The Russian ruble tumbled against the dollar and the euro for the second day in a row on Tuesday, punished as oil prices plunged further.

The ruble was worth 64.68 against the dollar and 76.43 against the euro at around 0900 GMT, down from 63.17 and 74.68 on Monday evening.

Stocks in the oil exporting nation were also hit, with the RTS index down 2.64 percent at around 0900 GMT.

Russia's budget depends heavily on revenues from oil and gas, and the ruble's fall on Tuesday came as the price of a barrel of Brent fell to around $46, approaching 6-year lows.

"The performance of crude oil remains the key focus for ruble traders," VTB Capital analysts said in a research note.

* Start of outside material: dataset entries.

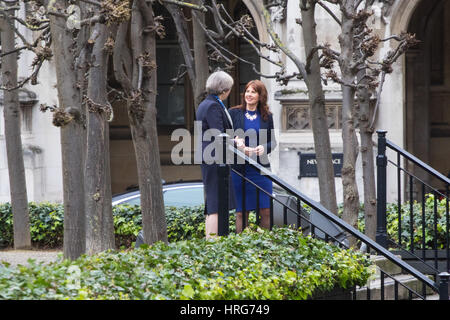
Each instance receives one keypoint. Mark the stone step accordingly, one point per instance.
(389, 288)
(394, 271)
(386, 265)
(405, 282)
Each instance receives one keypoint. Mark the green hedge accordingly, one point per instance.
(280, 264)
(46, 224)
(189, 223)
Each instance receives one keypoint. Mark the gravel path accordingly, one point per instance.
(16, 257)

The ruble's plunge has also been fuelled by the fallout from the crisis in Ukraine that has seen the West slap the toughest sanctions on Moscow since the end of the Cold War.

The sharp depreciation of the national currency has propelled official inflation to over 11 percent.

The falling ruble sparked panic among Russians in December, with people rushing to convert their savings into dollars or euros, peaking on December 15 and 16 when the ruble lost around a quarter of its value in two days.

The ruble then stabilised, but still ended the year down 41 percent against the dollar, and has remained weak in January as oil prices have continued to fall.

In late December, Russian Finance Minister Anton Siluanov predicted that if a barrel of oil was worth $60 the Russian economy could contract by 4 percent in 2015 after having edged out 0.6 percent growth this year.

At that price, which is above the $50 average price per barrel in 2015 the US investment bank Goldman Sachs now forecasts, Russia would record a budget deficit of 3 percent after balancing the budget for many years.

Russia's central bank said Monday that it had spent $76 billion to prop up the ruble in 2014, leaving currency reserves of less than $400 billion for the first time in five years.